Rowling was a struggling single mother living with her young daughter in Edinburgh, Scotland until the enthusiastic reception of her first children's book, "Harry Potter and the Sorcerer's Stone," set her on a path that has culminated in her becoming one of the richest women in Britain. The first three novels in the Harry Potter series, which will eventually be seven books long (one book for each of Harry's years at Hogwart's School of Witchcraft and Wizardry), took over the top three slots on The New York Times best-seller list for months after their publication.
From that point on, the fascination with Harry Potter and the wizard world he inhabits grew until the fourth and most recent book in the series, "Harry Potter and the Goblet of Fire," became the fastest selling book in history. This unprecedented success clearly shows that there is something about these books that enchants adults as well as the children for whom they were written.
Doubtless many people who are uninitiated into the wonderful world of Harry Potter are still wondering what all the fuss is about. The posters of Harry that one encounters in bookstores all over America simply show an 11-year-old boy with a thin face, tussled black hair and large glasses. However, the charm of these books lies as much in the wonderful and detailed world of witches and wizards that they describe as it does with the boy hero.
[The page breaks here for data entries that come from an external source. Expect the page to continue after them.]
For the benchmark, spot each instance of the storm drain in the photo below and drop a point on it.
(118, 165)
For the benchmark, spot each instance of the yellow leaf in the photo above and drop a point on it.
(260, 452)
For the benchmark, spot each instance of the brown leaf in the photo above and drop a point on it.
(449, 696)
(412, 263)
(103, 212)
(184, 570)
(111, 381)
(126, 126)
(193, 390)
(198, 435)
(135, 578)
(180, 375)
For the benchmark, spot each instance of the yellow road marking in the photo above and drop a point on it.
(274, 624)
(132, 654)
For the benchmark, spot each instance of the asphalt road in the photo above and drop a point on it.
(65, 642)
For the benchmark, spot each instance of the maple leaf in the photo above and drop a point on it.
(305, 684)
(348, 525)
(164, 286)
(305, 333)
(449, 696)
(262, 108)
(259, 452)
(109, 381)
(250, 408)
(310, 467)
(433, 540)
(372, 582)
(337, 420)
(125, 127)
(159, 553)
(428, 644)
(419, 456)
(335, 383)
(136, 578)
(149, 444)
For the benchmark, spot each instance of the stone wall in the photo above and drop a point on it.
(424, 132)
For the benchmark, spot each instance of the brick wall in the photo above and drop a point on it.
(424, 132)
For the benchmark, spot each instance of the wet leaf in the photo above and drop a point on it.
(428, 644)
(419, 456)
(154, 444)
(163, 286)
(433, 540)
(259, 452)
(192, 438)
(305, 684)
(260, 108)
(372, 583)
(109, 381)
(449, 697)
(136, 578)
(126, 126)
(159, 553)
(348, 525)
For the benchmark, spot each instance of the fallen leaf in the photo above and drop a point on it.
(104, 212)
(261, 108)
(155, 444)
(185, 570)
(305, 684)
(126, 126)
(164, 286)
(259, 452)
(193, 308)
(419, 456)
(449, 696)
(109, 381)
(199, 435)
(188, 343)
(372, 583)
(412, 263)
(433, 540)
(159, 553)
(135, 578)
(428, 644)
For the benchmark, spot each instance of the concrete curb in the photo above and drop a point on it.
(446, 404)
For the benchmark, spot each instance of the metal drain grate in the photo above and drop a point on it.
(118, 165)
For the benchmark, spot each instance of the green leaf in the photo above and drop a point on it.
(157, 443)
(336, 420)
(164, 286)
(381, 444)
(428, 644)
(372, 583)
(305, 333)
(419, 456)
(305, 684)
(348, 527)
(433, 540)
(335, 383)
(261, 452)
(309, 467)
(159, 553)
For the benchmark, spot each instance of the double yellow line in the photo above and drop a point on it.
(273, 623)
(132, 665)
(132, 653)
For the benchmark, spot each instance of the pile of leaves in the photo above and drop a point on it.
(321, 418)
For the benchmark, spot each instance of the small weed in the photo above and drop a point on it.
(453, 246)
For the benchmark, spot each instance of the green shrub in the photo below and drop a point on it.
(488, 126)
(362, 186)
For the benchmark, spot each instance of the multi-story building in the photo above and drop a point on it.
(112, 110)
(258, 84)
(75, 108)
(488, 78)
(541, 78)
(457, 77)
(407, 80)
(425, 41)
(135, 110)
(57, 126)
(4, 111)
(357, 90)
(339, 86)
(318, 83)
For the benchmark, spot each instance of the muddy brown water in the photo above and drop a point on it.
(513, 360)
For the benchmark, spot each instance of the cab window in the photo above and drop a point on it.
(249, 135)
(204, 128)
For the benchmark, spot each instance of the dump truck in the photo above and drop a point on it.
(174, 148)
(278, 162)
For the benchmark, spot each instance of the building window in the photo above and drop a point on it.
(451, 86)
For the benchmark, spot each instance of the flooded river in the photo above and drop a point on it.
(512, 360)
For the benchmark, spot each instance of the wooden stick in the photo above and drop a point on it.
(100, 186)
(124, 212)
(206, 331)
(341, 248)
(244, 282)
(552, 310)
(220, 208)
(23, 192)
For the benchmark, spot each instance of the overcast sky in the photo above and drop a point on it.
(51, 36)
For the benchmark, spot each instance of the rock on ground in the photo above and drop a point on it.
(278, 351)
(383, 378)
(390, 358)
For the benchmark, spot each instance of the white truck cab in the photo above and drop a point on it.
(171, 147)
As Eliza Adler '04, one of many Middlebury students who has fallen under the spell of the books, explained, "I love the fantasy of the books. The descriptions are great, and they really take you into another world if you let them." There is something about the attention that Rowling pays to every detail of the world she created for her characters that can be mesmerizing.
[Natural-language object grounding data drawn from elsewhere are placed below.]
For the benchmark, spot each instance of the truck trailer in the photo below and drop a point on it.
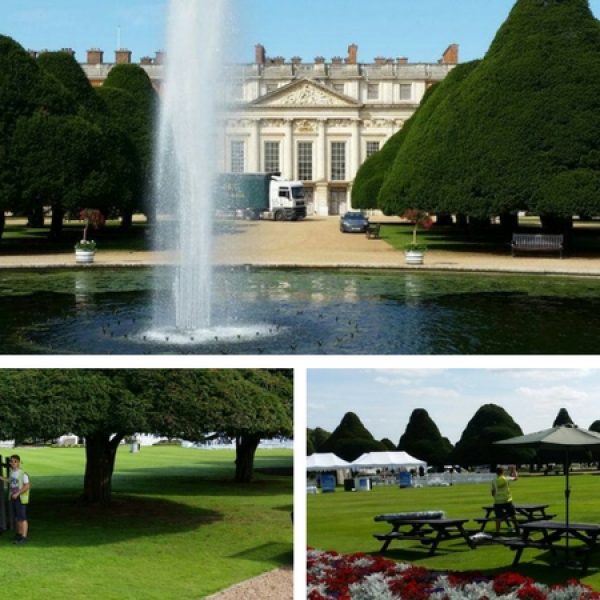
(260, 196)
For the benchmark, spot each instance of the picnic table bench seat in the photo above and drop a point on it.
(537, 242)
(409, 516)
(483, 521)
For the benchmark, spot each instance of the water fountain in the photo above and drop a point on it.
(186, 167)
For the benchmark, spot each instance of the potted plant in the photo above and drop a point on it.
(414, 252)
(85, 250)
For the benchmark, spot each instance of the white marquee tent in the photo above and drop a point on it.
(380, 460)
(325, 462)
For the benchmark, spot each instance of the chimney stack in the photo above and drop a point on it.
(352, 54)
(259, 53)
(122, 57)
(450, 56)
(95, 56)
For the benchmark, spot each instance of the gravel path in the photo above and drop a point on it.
(317, 242)
(274, 585)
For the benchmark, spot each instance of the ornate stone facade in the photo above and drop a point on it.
(315, 121)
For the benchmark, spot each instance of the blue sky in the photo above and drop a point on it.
(418, 29)
(384, 398)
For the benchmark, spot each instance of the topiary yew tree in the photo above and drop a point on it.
(491, 423)
(351, 439)
(373, 172)
(423, 440)
(520, 132)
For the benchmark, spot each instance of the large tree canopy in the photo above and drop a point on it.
(520, 130)
(105, 406)
(25, 90)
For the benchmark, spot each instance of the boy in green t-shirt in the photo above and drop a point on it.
(19, 486)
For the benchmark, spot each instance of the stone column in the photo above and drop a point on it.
(320, 159)
(354, 149)
(254, 152)
(288, 150)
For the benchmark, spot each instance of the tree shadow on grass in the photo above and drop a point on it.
(149, 481)
(63, 521)
(276, 552)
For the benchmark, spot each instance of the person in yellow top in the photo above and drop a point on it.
(503, 506)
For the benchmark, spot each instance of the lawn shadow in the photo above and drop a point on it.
(66, 521)
(275, 552)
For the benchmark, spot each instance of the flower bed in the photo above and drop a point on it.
(364, 577)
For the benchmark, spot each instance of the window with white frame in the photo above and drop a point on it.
(237, 156)
(405, 91)
(237, 90)
(272, 157)
(372, 91)
(372, 147)
(338, 161)
(305, 161)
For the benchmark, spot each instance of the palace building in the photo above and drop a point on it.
(316, 122)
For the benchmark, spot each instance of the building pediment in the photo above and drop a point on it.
(305, 93)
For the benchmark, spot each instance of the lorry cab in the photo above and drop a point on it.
(286, 199)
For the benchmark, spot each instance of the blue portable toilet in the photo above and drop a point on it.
(405, 479)
(328, 482)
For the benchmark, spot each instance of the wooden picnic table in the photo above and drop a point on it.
(548, 536)
(427, 531)
(524, 513)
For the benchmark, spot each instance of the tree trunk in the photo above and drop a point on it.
(462, 222)
(245, 449)
(126, 220)
(35, 217)
(509, 223)
(56, 223)
(443, 220)
(100, 453)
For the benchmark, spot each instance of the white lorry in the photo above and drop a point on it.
(261, 196)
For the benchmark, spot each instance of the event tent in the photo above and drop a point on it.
(380, 460)
(325, 462)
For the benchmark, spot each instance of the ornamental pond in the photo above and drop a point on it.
(298, 311)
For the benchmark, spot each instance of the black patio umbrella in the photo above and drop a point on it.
(567, 439)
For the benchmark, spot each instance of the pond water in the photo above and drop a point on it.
(285, 311)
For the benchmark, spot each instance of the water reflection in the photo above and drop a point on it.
(307, 312)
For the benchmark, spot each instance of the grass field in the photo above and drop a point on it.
(584, 240)
(178, 527)
(343, 521)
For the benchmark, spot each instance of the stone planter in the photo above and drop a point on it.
(84, 257)
(414, 257)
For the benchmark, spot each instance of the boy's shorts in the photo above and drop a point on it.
(505, 510)
(19, 510)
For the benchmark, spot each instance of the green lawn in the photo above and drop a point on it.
(20, 239)
(178, 527)
(584, 241)
(343, 521)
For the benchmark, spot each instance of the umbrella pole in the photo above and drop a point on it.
(567, 496)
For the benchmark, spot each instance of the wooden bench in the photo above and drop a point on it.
(372, 231)
(537, 242)
(483, 521)
(581, 552)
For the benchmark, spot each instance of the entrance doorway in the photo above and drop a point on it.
(337, 202)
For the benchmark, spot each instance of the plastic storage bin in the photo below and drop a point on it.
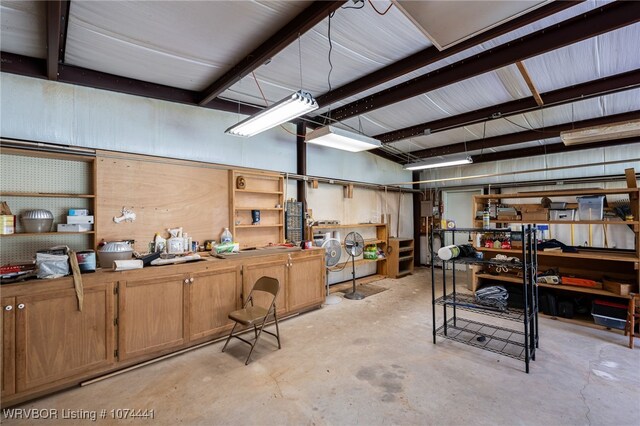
(590, 207)
(609, 314)
(567, 214)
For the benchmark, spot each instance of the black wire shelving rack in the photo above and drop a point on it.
(518, 342)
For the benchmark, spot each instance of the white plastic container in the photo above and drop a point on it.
(226, 236)
(591, 207)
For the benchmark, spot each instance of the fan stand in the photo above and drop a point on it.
(332, 299)
(354, 295)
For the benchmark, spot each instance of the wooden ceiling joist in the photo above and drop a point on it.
(529, 81)
(590, 24)
(302, 23)
(432, 54)
(602, 86)
(521, 137)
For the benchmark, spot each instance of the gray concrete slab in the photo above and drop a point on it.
(373, 362)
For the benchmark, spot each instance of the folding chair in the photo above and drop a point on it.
(256, 316)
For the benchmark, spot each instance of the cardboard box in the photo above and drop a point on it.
(78, 227)
(618, 287)
(86, 220)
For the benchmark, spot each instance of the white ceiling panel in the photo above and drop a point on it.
(23, 25)
(361, 42)
(181, 44)
(608, 54)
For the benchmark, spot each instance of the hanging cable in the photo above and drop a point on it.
(300, 59)
(354, 7)
(377, 11)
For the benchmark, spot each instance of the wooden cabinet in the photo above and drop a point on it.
(262, 191)
(54, 341)
(276, 269)
(400, 258)
(8, 342)
(306, 282)
(151, 315)
(212, 296)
Kate Menendez '04 said that the books captivated her because of "the imagination — all the portraits that talk, the ghosts and the owls that deliver the mail. Everything is just so wonderful and described so well that you can imagine it all. You want to go there or be able to do that."
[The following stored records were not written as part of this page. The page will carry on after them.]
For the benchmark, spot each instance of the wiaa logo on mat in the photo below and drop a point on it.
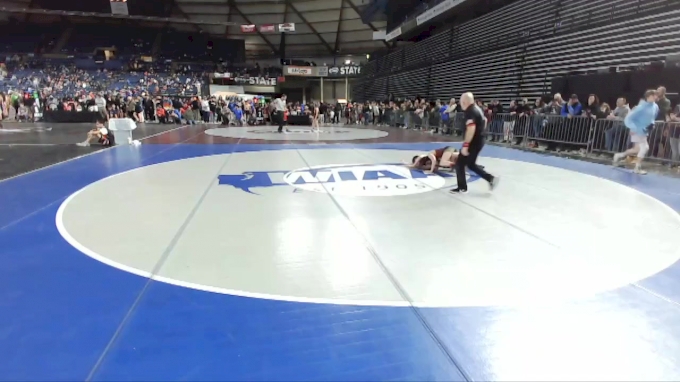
(344, 180)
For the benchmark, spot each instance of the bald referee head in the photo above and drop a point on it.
(466, 100)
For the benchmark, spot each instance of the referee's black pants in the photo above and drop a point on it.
(470, 161)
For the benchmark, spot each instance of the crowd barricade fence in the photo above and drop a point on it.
(590, 137)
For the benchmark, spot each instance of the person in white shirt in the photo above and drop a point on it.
(100, 134)
(279, 105)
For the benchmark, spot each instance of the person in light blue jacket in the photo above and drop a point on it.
(638, 122)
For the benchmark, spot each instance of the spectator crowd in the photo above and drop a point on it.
(556, 124)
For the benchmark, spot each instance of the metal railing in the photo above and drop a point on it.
(585, 136)
(589, 137)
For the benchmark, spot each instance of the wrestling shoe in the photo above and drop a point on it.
(617, 158)
(494, 183)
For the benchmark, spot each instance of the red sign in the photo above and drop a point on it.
(268, 28)
(248, 28)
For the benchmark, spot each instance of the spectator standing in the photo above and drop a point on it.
(674, 137)
(638, 121)
(618, 132)
(279, 106)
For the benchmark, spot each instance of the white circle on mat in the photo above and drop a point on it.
(363, 180)
(545, 234)
(297, 133)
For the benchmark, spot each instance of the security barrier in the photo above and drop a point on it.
(587, 136)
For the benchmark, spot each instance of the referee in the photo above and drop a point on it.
(279, 108)
(475, 123)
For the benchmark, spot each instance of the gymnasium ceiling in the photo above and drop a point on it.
(322, 27)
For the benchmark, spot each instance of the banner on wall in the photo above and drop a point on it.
(248, 28)
(306, 71)
(437, 10)
(267, 28)
(287, 27)
(344, 71)
(261, 81)
(225, 90)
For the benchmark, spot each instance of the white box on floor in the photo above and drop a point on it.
(122, 130)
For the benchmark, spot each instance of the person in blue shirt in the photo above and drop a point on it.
(638, 121)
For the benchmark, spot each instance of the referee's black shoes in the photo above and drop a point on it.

Not since J.R.R. Tolkein's trilogy "Lord of the Rings" or C.S. Lewis' "Chronicles of Narnia" has such a satisfying magical world been created. Soon this world will be brought to life for Harry Potter fans everywhere with the release of the film version of "Harry Potter and the Sorcerer's Stone." Rowling was not initially enthusiastic about the idea of having her novels adapted for film but finally her consent was won, and she has been closely involved with every stage of the production. The film, with a cast including some of Britain's finest actors such as Dame Maggie Smith as Professor Minerva McGonagall, Richard Harris as Albus Dumbledore and Alan Rickman as the sinister Severus Snape, has been one of the most anticipated of the year.
Potter fans were lined up for hours outside of the Odeon West End Theatre in London for the film's premier on Nov. 4. People were there from various age groups and nationalities to discover whether this film would live up to the books they loved.
The much anticipated opening of the film in Middlebury will take place on Nov. 16 at the Marquis Theater. At 3:30 p.m. there will be a special showing in which children in the Middlebury Community Friends program can enter free with their friends from the College. The Middlebury College Activities Board will also be selling tickets for a showing at 10 p.m.
The opening of this film will certainly not be the end of Harry Potter's movie career. There will be more films to follow. Plans are already underway for films of "Harry Potter and the Chamber of Secrets" and "Harry Potter and the Prisoner of Azkaban," the second and third books in the series.
If these films are the successes that they are expected to be, a new film will follow every year until there is a film for each of the seven books in the series. Harry Potter has come a long way from the cupboard under the stairs where he begins book one, but it seems that he and his creator have not reached their journey's end yet.